DISCURSO LXXXV ANIVERSARIO LUCTUOSO DE ILDEFONSO CIPRIANO GREEN CESEÑA, SUDCALIFORNIANO ILUSTRE



LXXXV ANIVERSARIO LUCTUOSO DE ILDEFONSO  CIPRIANO GREEN CESEÑA, SUDCALIFORNIANO ILUSTRE
Por: Luis Domínguez Bareño

Cronista Municipal de La Paz

Rotonda de los Sudcalifornianos Ilustres, La Paz, B. California Sur, 27 Marzo 2017

Ildefonso Cipriano Green Ceseña nació en Cabo San Lucas el 23 de enero de 1830, hijo de Esteban Rufino Green doña Jesús Ceseña Ojeda, huérfano de padre a los cinco años fue enviado a San José del Cabo a estudiar la educación primaria. Su madre contrajo segundas nupcias en 1844 y la familia emigró a San José en la Alta California; dos años después se trasladó a la ciudad de Nueva York donde llevó a cabo algunos estudios de medicina y logró adquirir un conocimiento notable de la cultura en general.

    Después de otras dos estancias en la Alta California, regresa definitivamente a Cabo San Lucas en el año de 1853, justo en ese año el filibustero Wiliam Walker pretendió crear la República de Baja California, lo cual no era más que un pretexto para tratar de separar la península de México y después anexarla a los Estados Unidos. Don Ildefonso intuía bien estas malsanas intenciones de Walker y se dio a la tarea de organizar un contingente de hombres para hacer frente a estos aventureros norteamericanos que creyeron ver desprotegida la península y que sería relativamente fácil ponerla bajo su mando.

    Pero el valor de Ildefonso Green y otros valientes californios pudo más, al final de cuenta se impusieron a los invasores que expulsaron al año siguiente; estos importantes triunfos afirmaban contundentemente que los sudcalifornianos se miraban así mismo como orgullosos mexicanos y dispuestos a defender la península en favor de la patria, ya la triste experiencia de la mitad de la pérdida del territorio nacional en 1848 había calado muy hondo en la mentalidad peninsular.

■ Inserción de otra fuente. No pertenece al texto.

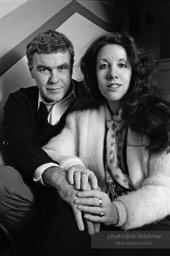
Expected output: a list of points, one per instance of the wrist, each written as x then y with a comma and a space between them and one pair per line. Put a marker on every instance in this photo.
51, 176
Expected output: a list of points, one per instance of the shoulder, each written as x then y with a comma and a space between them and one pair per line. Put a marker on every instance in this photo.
91, 115
29, 94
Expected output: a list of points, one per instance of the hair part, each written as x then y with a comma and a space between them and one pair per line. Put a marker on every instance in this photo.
48, 42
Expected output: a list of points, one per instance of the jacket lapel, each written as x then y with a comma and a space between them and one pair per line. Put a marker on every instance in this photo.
137, 158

    Ya había tenido su bautizado de fuego combatiendo a los piratas extranjeros, ahora tocaba defender el orden y la ley suprema de la nación contra los mexicanos que desconocieran la Constitución liberal de 1857. Es por eso que, junto a Mauricio Castro, Green se levanta en armas nuevamente, esta vez organiza una compañía liberal de rancheros a los que se conoce como “rifleros de San Lucas” con los cuales derrota al bando conservador y se impone el orden constitucional, apoyando a Teodoro Riveroll para que gobernara la península. Así permanecieron los sudcalifornianos, dándose un gobierno interno liberal, mientras los invasores franceses imponían la monarquía de un emperador extranjero en el resto del país en la persona de Maximiliano.

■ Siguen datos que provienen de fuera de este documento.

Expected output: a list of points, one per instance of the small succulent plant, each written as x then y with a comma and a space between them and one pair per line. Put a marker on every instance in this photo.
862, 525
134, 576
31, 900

    En estos momentos difíciles para la nación, Don Ildefonso se asoció con otro sobresaliente sudcaliforniano, el Gral. Manuel Márquez de León, junto a quien trabajó para preparar la península ante cualquier ataque que intentaran hacer los franceses, Green con sus rifleros se quedó custodiando la península, mientras Márquez avanzó al interior del país con un grupo de valientes sudcalifornianos que integraron el “batallón Cazadores de California” que combatió gallardamente contra los franceses.
    Cuando Pedro Magaña torció la ley para perpetuarse en 1866 en la jefatura política local, nuestro héroe del sur peninsular fue a combatirlo y, tras nueve días de asedio en Santiago, finalmente logra derrotarlo y reestablecer el orden legal del gobierno republicano juarista.

    En 1874, tras desconocer al jefe político nombrado por Juárez, se levantó en armas Ramón Valdez, en esta ocasión Green personalmente acabó con la vida del rebelde Valdez y, a pesar de recibir órdenes expresas de fusilar a los prisioneros tomados de la revuelta de Valdez, se negó a cumplir con las dichosas órdenes debido a que consideraba que eran muy jóvenes los rebeldes y habían sido engañados para participar en la revuelta, prefería no hacer correr la sangre de gente inocente. Lo cual nos muestra la magnanimidad y ejercicio responsable de sus ideales.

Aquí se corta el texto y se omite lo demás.